Playwright MCP is Microsoft’s official answer to “let an LLM drive a browser without burning vision tokens on screenshots.” Instead of feeding the model pixels, it exposes the page as a structured accessibility tree — every button, link, input, and ARIA role addressable by ID. The agent reads the tree, calls click(id) or fill(id, value), and gets the next tree back.

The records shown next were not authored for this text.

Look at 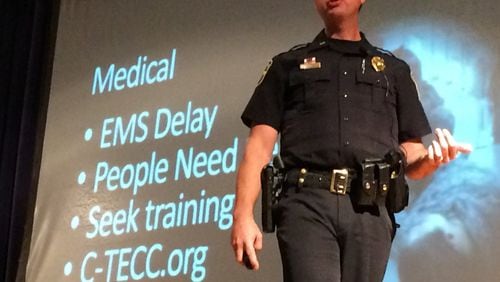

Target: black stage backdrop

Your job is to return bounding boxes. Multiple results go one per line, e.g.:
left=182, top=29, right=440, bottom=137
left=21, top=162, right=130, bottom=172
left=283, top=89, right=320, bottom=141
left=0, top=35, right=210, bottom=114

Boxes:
left=0, top=1, right=58, bottom=281
left=0, top=0, right=500, bottom=282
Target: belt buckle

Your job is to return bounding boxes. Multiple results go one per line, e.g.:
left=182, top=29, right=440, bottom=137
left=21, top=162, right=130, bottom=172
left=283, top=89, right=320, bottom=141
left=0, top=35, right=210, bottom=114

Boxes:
left=330, top=168, right=349, bottom=195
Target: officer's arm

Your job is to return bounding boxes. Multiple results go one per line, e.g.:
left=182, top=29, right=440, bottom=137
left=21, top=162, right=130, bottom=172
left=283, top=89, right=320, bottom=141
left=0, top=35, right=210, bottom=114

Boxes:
left=231, top=125, right=278, bottom=269
left=400, top=128, right=472, bottom=179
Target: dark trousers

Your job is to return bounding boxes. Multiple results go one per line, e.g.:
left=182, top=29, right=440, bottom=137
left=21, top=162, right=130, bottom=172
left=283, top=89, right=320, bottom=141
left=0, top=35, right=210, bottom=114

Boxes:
left=276, top=185, right=394, bottom=282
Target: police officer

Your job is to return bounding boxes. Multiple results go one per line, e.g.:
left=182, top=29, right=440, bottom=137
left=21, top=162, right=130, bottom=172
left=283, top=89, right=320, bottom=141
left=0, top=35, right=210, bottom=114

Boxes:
left=231, top=0, right=471, bottom=282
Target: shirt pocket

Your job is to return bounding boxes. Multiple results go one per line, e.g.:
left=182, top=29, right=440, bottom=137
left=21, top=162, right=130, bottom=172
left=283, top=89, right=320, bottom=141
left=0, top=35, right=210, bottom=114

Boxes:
left=290, top=68, right=333, bottom=111
left=356, top=69, right=396, bottom=113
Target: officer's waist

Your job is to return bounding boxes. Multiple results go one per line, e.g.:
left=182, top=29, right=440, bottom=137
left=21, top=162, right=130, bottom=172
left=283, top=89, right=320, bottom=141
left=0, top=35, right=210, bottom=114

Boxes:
left=285, top=168, right=358, bottom=194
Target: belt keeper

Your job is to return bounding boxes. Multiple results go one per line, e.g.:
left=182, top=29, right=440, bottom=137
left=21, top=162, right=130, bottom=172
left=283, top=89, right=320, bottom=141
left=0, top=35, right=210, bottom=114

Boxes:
left=297, top=168, right=307, bottom=189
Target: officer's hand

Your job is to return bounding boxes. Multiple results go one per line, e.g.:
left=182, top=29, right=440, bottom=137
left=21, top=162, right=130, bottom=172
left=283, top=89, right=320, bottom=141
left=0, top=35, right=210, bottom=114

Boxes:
left=231, top=217, right=262, bottom=270
left=427, top=128, right=472, bottom=164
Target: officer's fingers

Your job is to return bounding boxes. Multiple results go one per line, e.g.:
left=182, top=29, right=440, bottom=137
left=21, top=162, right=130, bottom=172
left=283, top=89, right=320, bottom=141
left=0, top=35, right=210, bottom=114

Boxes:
left=253, top=232, right=262, bottom=251
left=443, top=129, right=458, bottom=160
left=432, top=140, right=443, bottom=162
left=245, top=244, right=259, bottom=270
left=457, top=144, right=472, bottom=154
left=233, top=241, right=243, bottom=264
left=435, top=128, right=450, bottom=163
left=427, top=145, right=434, bottom=161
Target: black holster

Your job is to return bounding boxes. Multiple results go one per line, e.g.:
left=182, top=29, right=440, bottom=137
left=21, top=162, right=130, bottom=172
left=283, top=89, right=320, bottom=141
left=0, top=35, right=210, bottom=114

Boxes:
left=260, top=156, right=284, bottom=233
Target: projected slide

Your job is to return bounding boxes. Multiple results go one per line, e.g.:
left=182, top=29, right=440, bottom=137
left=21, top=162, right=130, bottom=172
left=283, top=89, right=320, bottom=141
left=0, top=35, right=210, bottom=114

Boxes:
left=26, top=0, right=500, bottom=282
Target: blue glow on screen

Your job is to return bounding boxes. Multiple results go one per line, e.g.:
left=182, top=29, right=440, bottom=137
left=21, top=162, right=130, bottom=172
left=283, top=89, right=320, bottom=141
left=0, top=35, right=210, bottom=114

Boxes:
left=383, top=19, right=500, bottom=282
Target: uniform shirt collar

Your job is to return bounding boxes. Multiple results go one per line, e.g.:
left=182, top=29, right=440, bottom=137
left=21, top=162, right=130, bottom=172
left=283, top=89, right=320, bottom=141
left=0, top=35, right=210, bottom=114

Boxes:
left=311, top=29, right=374, bottom=55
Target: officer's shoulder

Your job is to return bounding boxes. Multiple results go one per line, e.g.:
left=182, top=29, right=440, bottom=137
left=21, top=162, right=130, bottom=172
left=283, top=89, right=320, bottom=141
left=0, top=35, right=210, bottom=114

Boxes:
left=373, top=46, right=408, bottom=67
left=275, top=43, right=311, bottom=60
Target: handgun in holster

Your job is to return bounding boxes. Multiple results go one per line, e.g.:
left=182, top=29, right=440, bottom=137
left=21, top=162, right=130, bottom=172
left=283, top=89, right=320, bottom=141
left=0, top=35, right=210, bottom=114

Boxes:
left=385, top=150, right=409, bottom=213
left=260, top=155, right=284, bottom=233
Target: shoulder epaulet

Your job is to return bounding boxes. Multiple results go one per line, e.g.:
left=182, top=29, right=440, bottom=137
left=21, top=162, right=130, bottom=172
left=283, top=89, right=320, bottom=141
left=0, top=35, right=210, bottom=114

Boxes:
left=375, top=47, right=397, bottom=59
left=288, top=43, right=309, bottom=52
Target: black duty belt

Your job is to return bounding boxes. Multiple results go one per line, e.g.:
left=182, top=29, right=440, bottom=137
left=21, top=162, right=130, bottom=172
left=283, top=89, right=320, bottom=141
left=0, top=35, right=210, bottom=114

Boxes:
left=285, top=168, right=357, bottom=195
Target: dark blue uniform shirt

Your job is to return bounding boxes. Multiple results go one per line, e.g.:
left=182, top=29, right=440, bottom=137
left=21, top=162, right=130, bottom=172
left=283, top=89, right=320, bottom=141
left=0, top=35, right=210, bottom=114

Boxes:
left=242, top=31, right=431, bottom=170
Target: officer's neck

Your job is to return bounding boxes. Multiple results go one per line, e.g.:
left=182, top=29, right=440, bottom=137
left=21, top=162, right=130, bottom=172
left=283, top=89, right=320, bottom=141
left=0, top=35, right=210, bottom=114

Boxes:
left=325, top=17, right=361, bottom=41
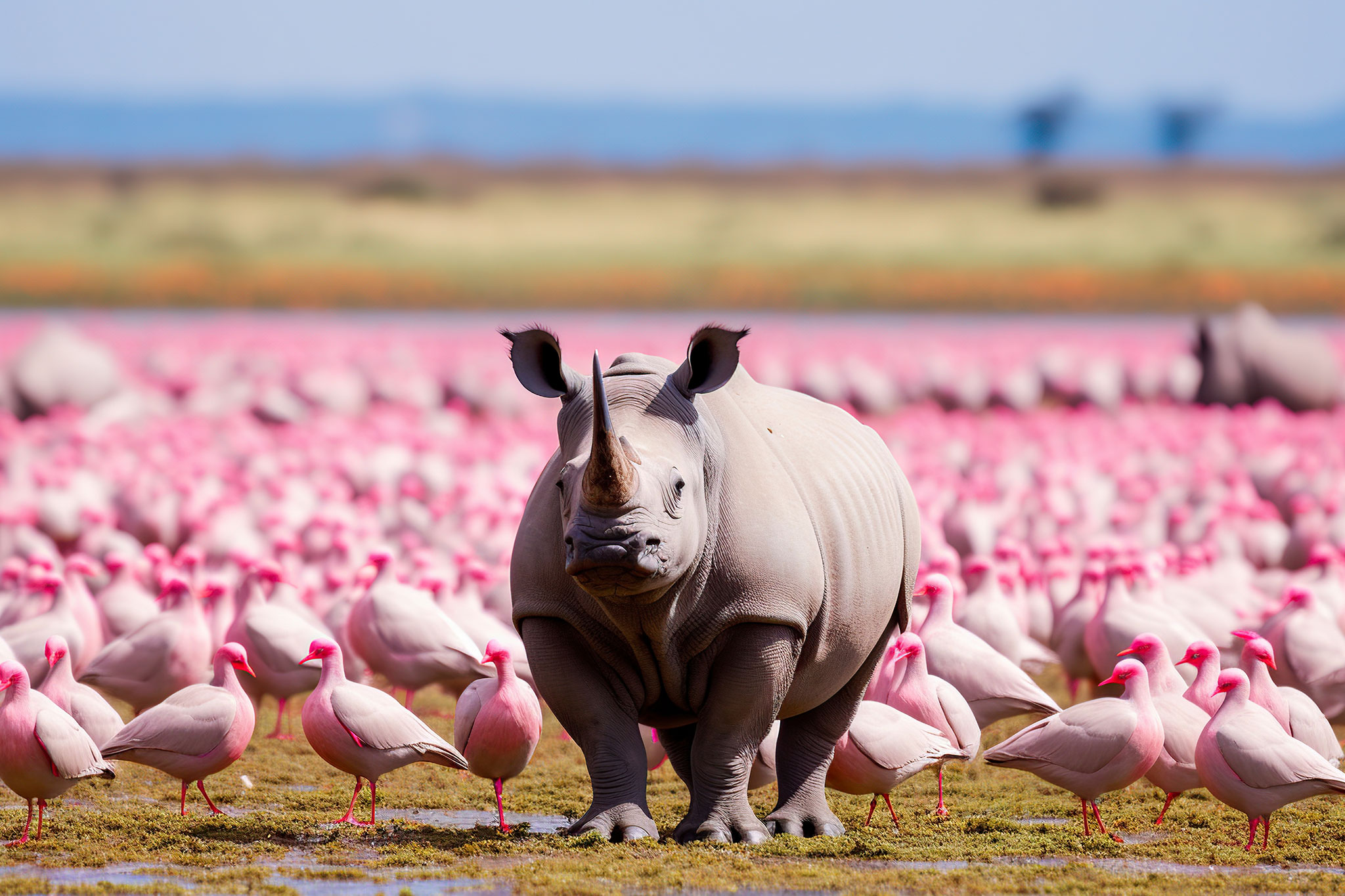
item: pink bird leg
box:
[267,697,295,740]
[335,777,372,825]
[495,778,508,834]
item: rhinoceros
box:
[1195,304,1345,411]
[503,326,920,842]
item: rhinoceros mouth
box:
[565,540,667,598]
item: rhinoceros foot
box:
[565,803,659,842]
[672,797,771,843]
[765,797,845,837]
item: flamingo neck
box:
[317,650,345,688]
[495,654,518,688]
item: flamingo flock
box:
[0,318,1345,849]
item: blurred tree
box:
[1158,102,1217,163]
[1018,91,1078,165]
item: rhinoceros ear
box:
[500,326,583,398]
[672,326,748,395]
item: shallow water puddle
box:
[994,856,1345,877]
[378,809,570,834]
[0,865,512,896]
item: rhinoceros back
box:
[705,368,920,711]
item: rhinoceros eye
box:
[663,467,686,520]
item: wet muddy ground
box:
[0,675,1345,896]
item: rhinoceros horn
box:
[584,352,639,508]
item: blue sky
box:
[0,0,1345,117]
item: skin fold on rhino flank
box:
[504,326,920,842]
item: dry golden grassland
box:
[0,169,1345,310]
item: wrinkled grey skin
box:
[506,328,920,842]
[1196,305,1341,411]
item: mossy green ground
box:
[0,677,1345,895]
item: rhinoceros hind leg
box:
[522,616,659,840]
[765,612,897,837]
[669,624,802,843]
[765,709,854,837]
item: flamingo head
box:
[215,641,257,678]
[45,634,70,669]
[299,638,340,665]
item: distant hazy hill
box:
[0,95,1345,165]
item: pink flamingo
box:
[984,660,1164,843]
[104,642,257,815]
[1173,641,1223,716]
[884,631,981,815]
[917,572,1060,728]
[79,579,209,714]
[453,639,542,832]
[1233,631,1345,769]
[300,638,467,825]
[37,634,122,748]
[827,700,961,834]
[1119,631,1209,825]
[1196,669,1345,851]
[0,660,116,846]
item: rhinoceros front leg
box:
[670,625,801,843]
[522,616,659,840]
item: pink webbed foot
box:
[495,778,508,834]
[332,778,374,828]
[1154,792,1181,825]
[882,794,901,834]
[196,780,225,815]
[1092,803,1126,843]
[5,800,32,846]
[1243,818,1260,851]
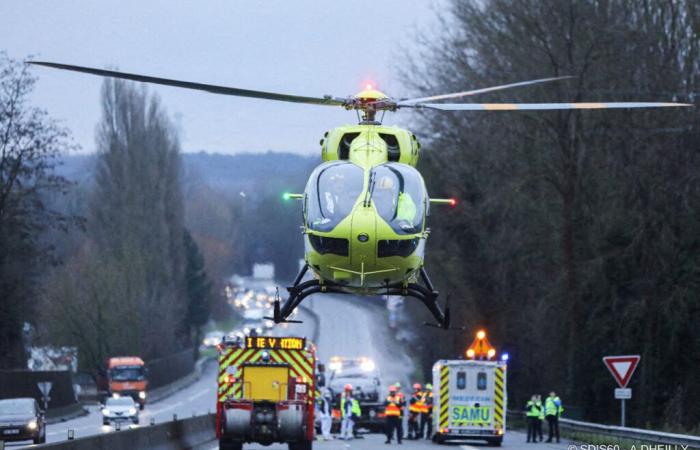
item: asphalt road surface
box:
[7,295,567,450]
[197,431,569,450]
[5,363,216,448]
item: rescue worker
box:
[384,385,403,444]
[420,383,433,439]
[535,394,544,442]
[316,389,333,441]
[525,395,540,442]
[340,384,362,439]
[394,381,406,436]
[544,391,564,442]
[408,383,423,439]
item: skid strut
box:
[266,264,450,329]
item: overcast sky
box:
[0,0,448,154]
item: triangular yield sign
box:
[603,355,641,388]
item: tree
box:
[0,52,75,368]
[183,230,211,356]
[44,80,192,368]
[408,0,700,428]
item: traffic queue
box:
[316,382,433,444]
[316,330,508,446]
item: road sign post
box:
[603,355,641,427]
[36,381,53,412]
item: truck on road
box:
[97,356,148,410]
[326,356,385,432]
[216,336,316,450]
[432,331,507,446]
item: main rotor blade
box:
[404,102,693,111]
[398,75,574,106]
[27,61,346,106]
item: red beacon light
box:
[465,330,496,360]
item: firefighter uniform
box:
[316,390,333,440]
[535,394,544,442]
[525,395,540,442]
[408,383,423,439]
[384,389,403,444]
[544,392,564,442]
[340,390,362,439]
[420,384,433,439]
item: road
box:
[15,295,567,450]
[209,294,568,450]
[5,363,216,448]
[202,431,569,450]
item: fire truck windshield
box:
[109,366,145,381]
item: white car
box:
[202,331,224,347]
[102,397,139,425]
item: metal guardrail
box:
[36,414,216,450]
[559,419,700,449]
[508,411,700,450]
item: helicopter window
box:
[306,162,364,231]
[377,238,418,258]
[379,133,401,162]
[338,133,360,159]
[370,163,426,234]
[309,233,348,256]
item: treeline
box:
[0,51,213,370]
[40,79,211,368]
[405,0,700,431]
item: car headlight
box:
[360,359,375,372]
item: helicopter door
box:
[371,163,428,235]
[350,203,377,278]
[306,162,365,232]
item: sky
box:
[0,0,449,155]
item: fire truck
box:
[96,356,148,409]
[432,330,508,446]
[216,336,316,450]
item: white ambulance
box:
[432,359,507,446]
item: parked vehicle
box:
[102,397,139,425]
[0,398,46,444]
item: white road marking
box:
[460,445,479,450]
[187,389,211,402]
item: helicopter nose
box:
[350,208,377,280]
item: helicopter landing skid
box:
[266,265,450,330]
[385,268,450,330]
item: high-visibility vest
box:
[384,395,401,417]
[525,400,540,417]
[396,392,406,417]
[408,392,423,414]
[544,397,564,417]
[340,396,362,417]
[421,391,433,414]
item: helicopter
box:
[27,61,691,329]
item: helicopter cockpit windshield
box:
[306,162,364,231]
[370,163,427,234]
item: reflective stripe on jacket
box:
[384,395,401,417]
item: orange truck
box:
[216,336,316,450]
[97,356,148,409]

What it produces: deterministic browser actions and observations. Click, type, navigate, wait for state, extract text — all returned as structured data, not screenshots. Same primitives as the Playwright test runner but exposed as MCP tools.
Best for: end-to-end test generation, scraping behind logins, agentic checkout flows, QA bots that need to interact with a real DOM.
Skip if: you only need to fetch static HTML (use Fetch MCP — far cheaper). Skip if you need pixel-perfect visual diff (Playwright still does it, but screenshot-based MCPs are better suited).
Setup gotchas: first run downloads Chromium (~300MB). Headless by default; pass --headed if you want to watch the agent click. Cookie persistence between runs requires --user-data-dir — easy to miss, breaks anything behind a login if forgotten.
Real-world workflow: I use it to monitor competitor pricing pages weekly. The agent navigates, waits for the React app to hydrate, extracts the structured tier info, and posts a diff to Slack. Setup: 15 minutes. Maintenance: zero, because the accessibility tree is far more stable than CSS selectors.
Compatible alternatives: Puppeteer MCP for older codebases, Firecrawl MCP for static crawls at scale.
The accessibility-tree approach is what makes this 5x cheaper than screenshot-based browser MCPs. Use it.